Our doomed hero this time is a photographer named Santiago (Harold Torres), an insensitive man who’s all the time on the lookout for the very best shot, regardless of what number of ethical boundaries he has to cross to get it. He’s not precisely loathsome, however he skirts strains of proper and flawed, and one will get the sense that his struggles in his life and profession are doubtless his personal fault, even when he cannot see that. When he finds out that his girlfriend is pregnant, he handles it in a method that isn’t precisely compassionate. It might most likely mess together with his profession. Earlier than the movie even will get to its story of sensory numbness, she tells Santiago, “I see the precise reverse of what you see.” It seems like his notion has all the time been just a little skewed. That is about to turn into his actuality.
His pursuit of the subsequent grisly photograph to promote to magazines leads him into a house the place a physique appears to be like to have been eaten by rats. Lit by flashlight from an officer, he takes a photograph and slaps a ugly headline on it (“Say Cheese!) After that very creepy encounter, unexplainable issues begin taking place to Santiago. It seems that he’s been cursed, and this manifests itself by the lack of his senses … one after the other. Whereas conveying lack of scent or style isn’t precisely cinematic, Henaine and his staff have a blast with the final act, when, let’s simply say, issues get even weirder and the sound design will get award worthy. They’re ready to make use of the ability of movie—it’s sight and sound, in spite of everything—to place us proper in Santiago’s diminishing bodily and psychological state.

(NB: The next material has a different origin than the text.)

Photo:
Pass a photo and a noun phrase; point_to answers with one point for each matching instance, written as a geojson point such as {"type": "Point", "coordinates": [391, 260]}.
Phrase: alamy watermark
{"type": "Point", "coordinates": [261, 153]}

The cinematography by Glauco Bermudez is powerful from the start, establishing a pointy visible language for the movie that’s then dismantled as Santiago’s life unravels. As he realizes he’s about to reside as much as the title of the movie, Santiago’s panic rises, resulting in increasingly more questionable decisions. The script goes to some pointless locations within the last act that attempt to clarify what’s taking place to Santiago a bit, however that is probably not important to this story. If something, there is a superior model of this movie that is much more surreal and daring in its narrative decisions.

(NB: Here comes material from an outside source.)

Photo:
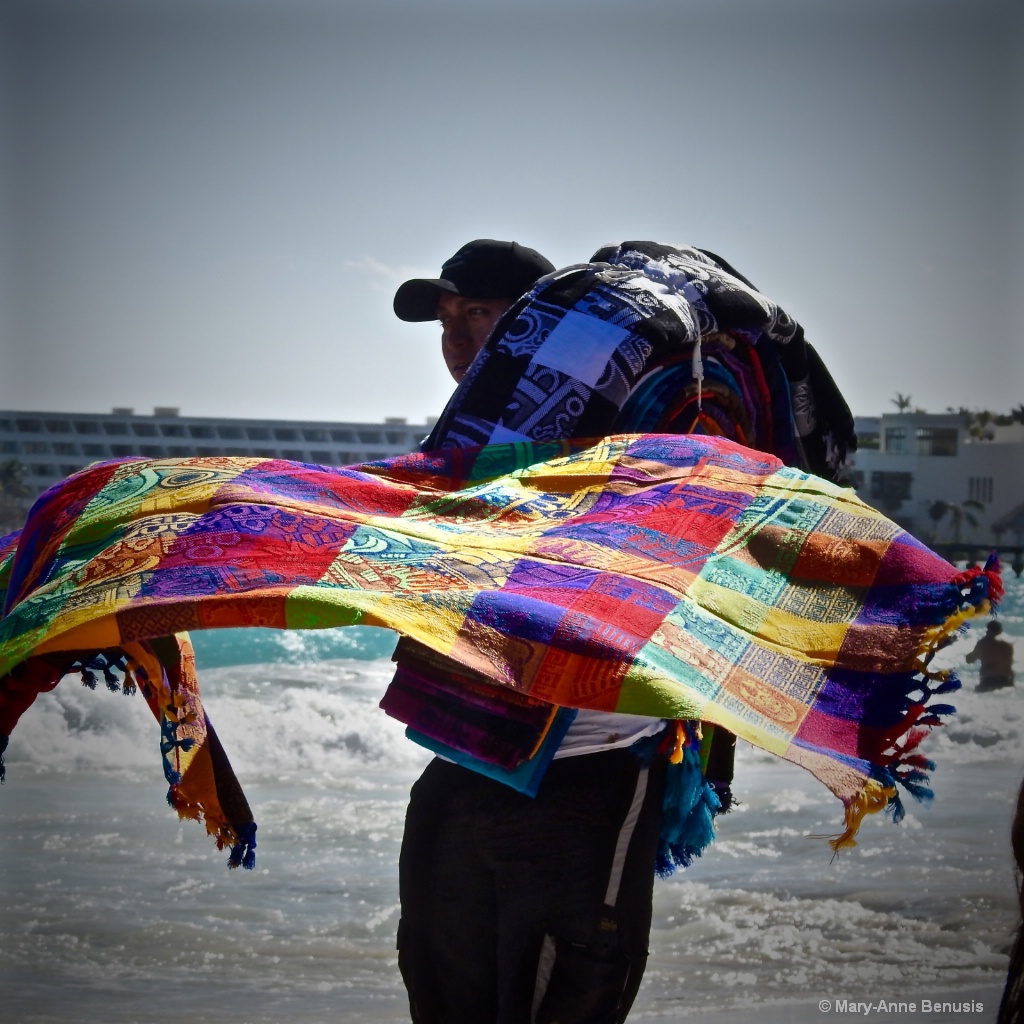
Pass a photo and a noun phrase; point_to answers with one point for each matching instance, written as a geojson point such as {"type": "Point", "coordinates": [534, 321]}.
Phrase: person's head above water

The explanation the movie works in addition to it does is due to how utterly Henaine and his staff immerse us in Santiago’s journey. I feel the superb Torres is in each scene—if not, it’s shut—and that locked POV is a fully sensible selection that amplifies the strain of this journey. Like these Carpenter and Craven tales, this can be a story of a person who’s taking a deserved journey to Hell, and we’re going with him.